In addition to the status checks, GradientCI writes a detailed summary of the experiment to a comment on the pull request so you have your critical data at a glance while reviewing code.

GitHub pull request blocked by failing GradientCI metric checks.

Configuration

For best results, especially on repositories with many contributors, we recommend configuring GitHub branch protections to prevent accidental merges of unintended pull requests. After your first build, statuses for the metrics will be reported back and you can make passing statuses required for the merge of your pull request. To do this follow GitHub's documentation.

# ...
checks:
<identifier>:
target: <range> #[required]
aggregate: mean #[required]
round: down #[optional, default: down, up|down]
precision: 2 #[optional, default: 2]
only-pulls: false #[optional, default: false]
if-not-found: failure #[optional, default: "failure", success|failure]
comment-on-pr: true #[optional, default: true]
defaults:
round: down #[optional, default: down, up|down]
precision: 2 #[optional, default: 2]
only-pulls: false #[optional, default: false]
if-not-found: failure #[optional, default: "failure", success|failure]
comment-on-pr: true #[optional, default: true]

<identifier>s:

  • <identifiers> are split into two parts: 1. the source of the metric and 2. the name of the metric, e.g. tensorflow:loss.
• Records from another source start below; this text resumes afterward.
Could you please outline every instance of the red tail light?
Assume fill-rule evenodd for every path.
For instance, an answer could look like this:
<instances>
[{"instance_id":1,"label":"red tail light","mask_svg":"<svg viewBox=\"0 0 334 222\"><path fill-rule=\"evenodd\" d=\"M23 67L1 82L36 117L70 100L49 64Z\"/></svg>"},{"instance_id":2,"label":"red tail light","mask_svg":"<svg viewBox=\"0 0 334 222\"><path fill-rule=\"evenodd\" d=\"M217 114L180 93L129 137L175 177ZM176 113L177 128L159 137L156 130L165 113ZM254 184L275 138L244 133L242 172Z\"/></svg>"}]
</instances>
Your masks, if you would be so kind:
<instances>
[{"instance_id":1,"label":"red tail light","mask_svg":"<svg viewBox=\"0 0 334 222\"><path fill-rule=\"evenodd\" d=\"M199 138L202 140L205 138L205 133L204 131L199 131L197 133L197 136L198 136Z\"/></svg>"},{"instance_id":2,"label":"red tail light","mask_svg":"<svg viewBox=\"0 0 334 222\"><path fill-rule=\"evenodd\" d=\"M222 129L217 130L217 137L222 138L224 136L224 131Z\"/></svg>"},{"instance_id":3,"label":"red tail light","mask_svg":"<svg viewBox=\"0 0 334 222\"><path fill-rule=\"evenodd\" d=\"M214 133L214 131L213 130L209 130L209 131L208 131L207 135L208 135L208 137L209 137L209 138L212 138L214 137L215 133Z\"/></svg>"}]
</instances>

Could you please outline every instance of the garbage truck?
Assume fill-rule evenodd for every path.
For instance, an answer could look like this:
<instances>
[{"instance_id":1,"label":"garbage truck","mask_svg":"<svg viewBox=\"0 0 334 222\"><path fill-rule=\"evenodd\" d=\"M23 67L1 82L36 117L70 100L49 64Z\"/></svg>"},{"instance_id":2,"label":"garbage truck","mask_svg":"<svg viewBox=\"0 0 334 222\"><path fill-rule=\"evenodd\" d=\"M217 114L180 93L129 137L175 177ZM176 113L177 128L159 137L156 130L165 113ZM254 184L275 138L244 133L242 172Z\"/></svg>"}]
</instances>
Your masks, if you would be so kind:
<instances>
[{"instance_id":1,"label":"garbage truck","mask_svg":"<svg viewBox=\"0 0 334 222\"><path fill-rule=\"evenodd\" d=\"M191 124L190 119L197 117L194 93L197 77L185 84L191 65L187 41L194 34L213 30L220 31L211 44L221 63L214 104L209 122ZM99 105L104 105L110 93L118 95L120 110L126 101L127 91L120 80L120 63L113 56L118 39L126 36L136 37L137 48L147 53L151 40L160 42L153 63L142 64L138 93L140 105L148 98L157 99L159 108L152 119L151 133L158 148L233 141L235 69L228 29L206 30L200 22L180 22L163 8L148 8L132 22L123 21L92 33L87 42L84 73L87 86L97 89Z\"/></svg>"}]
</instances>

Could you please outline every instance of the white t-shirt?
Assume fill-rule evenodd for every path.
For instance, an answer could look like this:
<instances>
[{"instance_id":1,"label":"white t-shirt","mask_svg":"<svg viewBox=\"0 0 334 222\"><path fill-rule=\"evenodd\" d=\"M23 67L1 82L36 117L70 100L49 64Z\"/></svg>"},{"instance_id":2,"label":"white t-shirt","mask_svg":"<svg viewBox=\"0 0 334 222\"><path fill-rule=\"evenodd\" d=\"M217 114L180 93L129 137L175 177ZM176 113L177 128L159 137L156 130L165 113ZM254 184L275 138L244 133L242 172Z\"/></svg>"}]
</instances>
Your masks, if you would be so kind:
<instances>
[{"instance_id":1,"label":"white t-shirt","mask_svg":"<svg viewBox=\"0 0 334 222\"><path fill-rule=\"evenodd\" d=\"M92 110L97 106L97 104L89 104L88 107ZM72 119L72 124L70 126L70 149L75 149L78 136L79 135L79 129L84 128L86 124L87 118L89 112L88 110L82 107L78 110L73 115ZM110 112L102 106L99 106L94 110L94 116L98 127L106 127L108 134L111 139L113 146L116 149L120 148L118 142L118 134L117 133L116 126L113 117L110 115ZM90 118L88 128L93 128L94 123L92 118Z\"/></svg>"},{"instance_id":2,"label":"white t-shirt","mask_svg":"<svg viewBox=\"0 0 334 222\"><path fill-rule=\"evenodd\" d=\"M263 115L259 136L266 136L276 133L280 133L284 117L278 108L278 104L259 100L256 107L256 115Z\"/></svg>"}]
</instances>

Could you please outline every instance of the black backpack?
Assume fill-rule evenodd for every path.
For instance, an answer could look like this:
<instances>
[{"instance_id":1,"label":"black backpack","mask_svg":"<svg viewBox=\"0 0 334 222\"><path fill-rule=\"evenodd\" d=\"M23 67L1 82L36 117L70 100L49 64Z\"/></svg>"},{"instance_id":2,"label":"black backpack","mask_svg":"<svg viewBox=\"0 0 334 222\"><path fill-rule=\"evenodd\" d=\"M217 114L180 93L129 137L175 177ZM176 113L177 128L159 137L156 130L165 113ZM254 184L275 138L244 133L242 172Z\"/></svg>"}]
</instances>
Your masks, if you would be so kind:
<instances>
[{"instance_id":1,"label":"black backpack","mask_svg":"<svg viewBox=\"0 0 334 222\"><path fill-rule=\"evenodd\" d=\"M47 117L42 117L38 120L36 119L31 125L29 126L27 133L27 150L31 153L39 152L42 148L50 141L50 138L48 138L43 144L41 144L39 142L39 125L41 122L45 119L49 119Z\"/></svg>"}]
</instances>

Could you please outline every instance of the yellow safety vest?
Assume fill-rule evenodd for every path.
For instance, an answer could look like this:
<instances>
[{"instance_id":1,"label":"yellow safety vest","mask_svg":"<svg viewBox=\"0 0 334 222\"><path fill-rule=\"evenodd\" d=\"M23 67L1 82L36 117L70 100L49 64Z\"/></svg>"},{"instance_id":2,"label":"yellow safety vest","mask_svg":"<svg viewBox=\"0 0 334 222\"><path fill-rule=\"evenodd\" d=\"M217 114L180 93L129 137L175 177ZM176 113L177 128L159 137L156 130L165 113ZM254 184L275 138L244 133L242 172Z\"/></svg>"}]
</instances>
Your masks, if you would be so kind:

    • Currently the only supported source is tensorflow:

  • These <identifiers> are case-sensitive

  • “defaults”: reserved for defaults to set for the <identifiers>. Any of the above keys are valid within this block and will set the default behavior for all other <identifier> blocks. If round is set to down all other metrics will be evaluated using the round down behavior. If an <identifier> has a key specified underneath it it will override the value in the defaults block. For instance, round: up under tensorflow:loss will override the round: down behavior in the defaults block.

<range>

Ranges can appear in the following forms:

  1. <number> or <number>.. this form allows you to specify that the metric must be greater than <number>.

  2. ..<number> this form allows you to specify that the metric must be less than <number>.

  3. <left>..<right> this form allows you to specify that the metric must be less than <left> but greater than <right>.

Note these numbers are parsed as floats and relying on precise equality with the ends of the range is not recommended.

Required Properties

  • target: this is a <range> for the metric to appear in

  • aggregate: this is the aggregating function to evaluate the metric by.

    • Currently this is only supported for the aggregates automatically generated by tensorflow, these values are:

      • mean

      • stddev

      • max

      • min

      • var

      • median

Optional Properties

  • precision: how many decimal places to keep (default 2)

  • round: specifies rounding behavior (default “down”)

  • only-pulls: only perform this check on pull requests

  • if-not-found: return a default status if job has no data for <identifier>, defaults to “failure”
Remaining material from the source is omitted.